The nervous system must perceive digestion as safe for sensitivity to settle.

This begins with slowing meals, reducing distraction, and eating in predictable, calm patterns. Regularity matters more than perfection. When the gut learns that food arrives under non-threatening conditions, sensitivity gradually decreases.

Improve Digestive Efficiency Upstream

Ensuring adequate stomach acid and enzyme activity reduces the amount of poorly digested food reaching the intestines. This lowers fermentation load and immune irritation downstream.

Eating sufficient protein, avoiding constant snacking, and allowing time between meals often improves IBS symptoms without changing food choices dramatically.

Use Dietary Modifications Strategically, Not Permanently

Short-term reduction of highly fermentable carbohydrates can reduce symptom intensity during flares. However, long-term over-restriction often worsens sensitivity by reducing microbial diversity and increasing fear around food.

Reintroduction and personalisation are essential. The goal is tolerance, not avoidance.

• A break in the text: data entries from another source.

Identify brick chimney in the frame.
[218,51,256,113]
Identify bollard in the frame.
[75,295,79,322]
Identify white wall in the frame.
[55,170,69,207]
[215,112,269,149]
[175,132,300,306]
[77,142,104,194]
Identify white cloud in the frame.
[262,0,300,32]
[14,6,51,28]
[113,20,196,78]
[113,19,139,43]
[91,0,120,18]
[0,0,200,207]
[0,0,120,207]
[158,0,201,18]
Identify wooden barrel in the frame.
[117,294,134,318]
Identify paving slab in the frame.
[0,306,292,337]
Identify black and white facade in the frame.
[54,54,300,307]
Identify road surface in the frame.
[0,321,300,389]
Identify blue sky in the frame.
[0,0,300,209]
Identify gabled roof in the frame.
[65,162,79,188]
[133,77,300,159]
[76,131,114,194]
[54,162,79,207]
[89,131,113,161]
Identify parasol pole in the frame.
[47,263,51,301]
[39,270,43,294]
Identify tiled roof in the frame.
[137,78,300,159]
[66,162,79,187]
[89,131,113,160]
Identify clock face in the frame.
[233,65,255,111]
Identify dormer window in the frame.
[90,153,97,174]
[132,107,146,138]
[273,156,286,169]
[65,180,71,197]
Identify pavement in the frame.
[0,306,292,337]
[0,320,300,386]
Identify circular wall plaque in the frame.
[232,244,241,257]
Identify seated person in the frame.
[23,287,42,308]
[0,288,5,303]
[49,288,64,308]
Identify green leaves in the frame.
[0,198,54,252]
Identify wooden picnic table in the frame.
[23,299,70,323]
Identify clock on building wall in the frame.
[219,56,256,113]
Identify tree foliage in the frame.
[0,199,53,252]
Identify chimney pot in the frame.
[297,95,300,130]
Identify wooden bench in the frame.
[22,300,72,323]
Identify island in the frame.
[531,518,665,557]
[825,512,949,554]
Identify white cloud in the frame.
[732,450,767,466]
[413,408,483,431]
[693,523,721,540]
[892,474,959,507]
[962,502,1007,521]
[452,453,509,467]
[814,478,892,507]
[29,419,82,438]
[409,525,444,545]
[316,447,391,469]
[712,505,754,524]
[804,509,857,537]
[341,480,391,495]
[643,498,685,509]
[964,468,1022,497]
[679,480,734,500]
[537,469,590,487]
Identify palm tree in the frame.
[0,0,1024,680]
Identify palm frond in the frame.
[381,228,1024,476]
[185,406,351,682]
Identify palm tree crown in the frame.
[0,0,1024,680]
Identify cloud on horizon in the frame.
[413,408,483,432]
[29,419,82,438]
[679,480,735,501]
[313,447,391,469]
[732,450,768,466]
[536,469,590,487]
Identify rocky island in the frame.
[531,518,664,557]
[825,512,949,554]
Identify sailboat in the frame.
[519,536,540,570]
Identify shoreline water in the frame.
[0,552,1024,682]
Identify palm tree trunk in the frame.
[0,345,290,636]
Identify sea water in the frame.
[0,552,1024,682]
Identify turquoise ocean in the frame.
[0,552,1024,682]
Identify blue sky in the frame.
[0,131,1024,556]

Support the Gut–Brain Axis

Stress reduction is not optional in IBS management.

Gentle movement, breathing practices, nervous system regulation, adequate sleep, and psychological support where needed all help retrain gut–brain communication. As stress responses soften, gut sensitivity often follows.

Gradually Rebuild Resilience

IBS improves when the gut is exposed to manageable, predictable challenges rather than protected from everything.

Gradual fibre diversification, consistent routines, and reduced symptom vigilance help restore confidence in digestion. Over time, the gut becomes less reactive because it no longer needs to be on constant alert.

 

A Reframe

IBS is not a failure of digestion. It is a protective response that has become over-protective.

The gut is doing its best to signal distress, often after periods of stress, illness, or overload. With the right support, that signal can be turned down.

Most importantly, IBS is not a life sentence.

With understanding, patience, and strategies that prioritise regulation over restriction, digestive sensitivity can soften, symptoms can become predictable or minimal, and the gut can regain trust.

The goal is not perfect digestion. It is a gut that feels safe enough to stop shouting.